BlobToolKit GC-coverage plot for xbAmeMedi1.hap1.1.Blob plot showing sequence coverage (vertical axis) and GC content (horizontal axis). The circles represent scaffolds, with the size proportional to scaffold length and the colour representing phylum membership. The histograms along the axes display the total length of sequences distributed across different levels of coverage and GC content. An interactive version of this figure is available on the BlobToolKit viewer.
Table 4 lists the assembly metric benchmarks adapted from Rhie et al. (2021) and the Earth BioGenome Project Report on Assembly Standards September 2024. The EBP metric, calculated for the haplotype 1, is 6.C.Q65, meeting the recommended reference standard.
Table 4.: Earth Biogenome Project summary metrics for the Americardia media assembly.

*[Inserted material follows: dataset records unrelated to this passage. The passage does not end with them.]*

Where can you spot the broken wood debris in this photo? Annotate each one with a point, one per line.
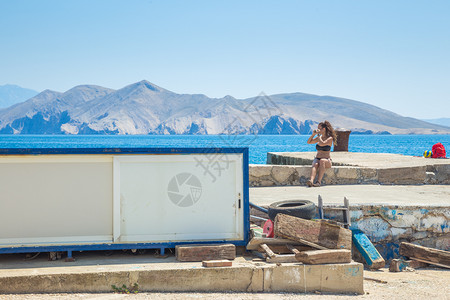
(368, 251)
(424, 254)
(398, 265)
(317, 234)
(217, 263)
(205, 252)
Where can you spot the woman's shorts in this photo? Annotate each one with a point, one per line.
(317, 160)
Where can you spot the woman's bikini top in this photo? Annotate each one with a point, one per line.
(323, 148)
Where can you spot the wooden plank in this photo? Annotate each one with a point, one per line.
(205, 252)
(431, 263)
(266, 249)
(368, 251)
(398, 265)
(217, 263)
(314, 233)
(428, 255)
(290, 247)
(283, 249)
(254, 243)
(282, 258)
(315, 257)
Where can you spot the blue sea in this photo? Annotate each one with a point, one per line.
(258, 145)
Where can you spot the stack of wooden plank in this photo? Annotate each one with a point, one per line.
(309, 242)
(216, 255)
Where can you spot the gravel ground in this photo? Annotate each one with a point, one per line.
(424, 284)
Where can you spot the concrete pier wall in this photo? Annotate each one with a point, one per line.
(276, 175)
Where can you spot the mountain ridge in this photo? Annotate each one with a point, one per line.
(145, 108)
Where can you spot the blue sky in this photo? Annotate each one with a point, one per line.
(392, 54)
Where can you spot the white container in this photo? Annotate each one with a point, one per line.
(94, 199)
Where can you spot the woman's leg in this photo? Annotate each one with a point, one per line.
(323, 164)
(313, 174)
(321, 170)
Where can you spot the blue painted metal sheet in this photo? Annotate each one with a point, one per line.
(370, 254)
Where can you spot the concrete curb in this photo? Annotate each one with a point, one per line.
(248, 277)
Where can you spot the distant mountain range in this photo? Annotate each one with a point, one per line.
(145, 108)
(11, 94)
(439, 121)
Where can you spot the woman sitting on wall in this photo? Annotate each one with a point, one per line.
(324, 139)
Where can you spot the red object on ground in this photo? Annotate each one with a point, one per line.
(438, 151)
(268, 228)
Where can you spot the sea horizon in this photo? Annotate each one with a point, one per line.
(259, 145)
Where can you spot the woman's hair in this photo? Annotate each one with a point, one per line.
(329, 129)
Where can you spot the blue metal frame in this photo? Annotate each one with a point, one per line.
(119, 151)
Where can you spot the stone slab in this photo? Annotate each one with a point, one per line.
(97, 273)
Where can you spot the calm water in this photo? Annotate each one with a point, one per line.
(258, 145)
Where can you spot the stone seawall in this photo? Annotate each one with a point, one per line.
(276, 175)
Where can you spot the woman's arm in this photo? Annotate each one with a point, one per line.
(327, 141)
(312, 139)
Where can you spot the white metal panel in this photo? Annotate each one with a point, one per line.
(55, 199)
(174, 198)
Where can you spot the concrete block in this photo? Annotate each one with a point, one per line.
(266, 183)
(336, 278)
(347, 173)
(303, 171)
(259, 171)
(442, 174)
(368, 175)
(281, 174)
(411, 175)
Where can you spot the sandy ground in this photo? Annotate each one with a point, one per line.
(424, 284)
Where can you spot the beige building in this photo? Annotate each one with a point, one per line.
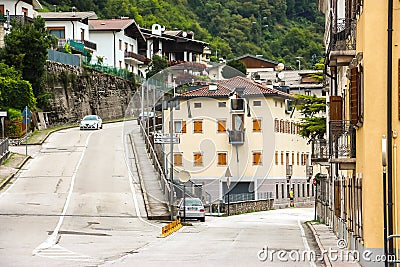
(242, 130)
(363, 64)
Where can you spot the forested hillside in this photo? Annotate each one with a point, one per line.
(280, 30)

Wellcome Sanger Institute – Legal and Governance
The materials that have contributed to this genome note have been supplied by a Tree of Life collaborator. The Wellcome Sanger Institute employs a process whereby due diligence is carried out proportionate to the nature of the materials themselves, and the circumstances under which they have been/are to be collected and provided for use. The purpose of this is to address and mitigate any potential legal and/or ethical implications of receipt and use of the materials as part of the research project, and to ensure that in doing so we align with best practice wherever possible.
The overarching areas of consideration are:
Ethical review of provenance and sourcing of the materialLegality of collection, transfer and use (national and international)
Each transfer of samples is undertaken according to a Research Collaboration Agreement or Material Transfer Agreement entered into by the Tree of Life collaborator, Genome Research Limited (operating as the Wellcome Sanger Institute) and in some circumstances other Tree of Life collaborators.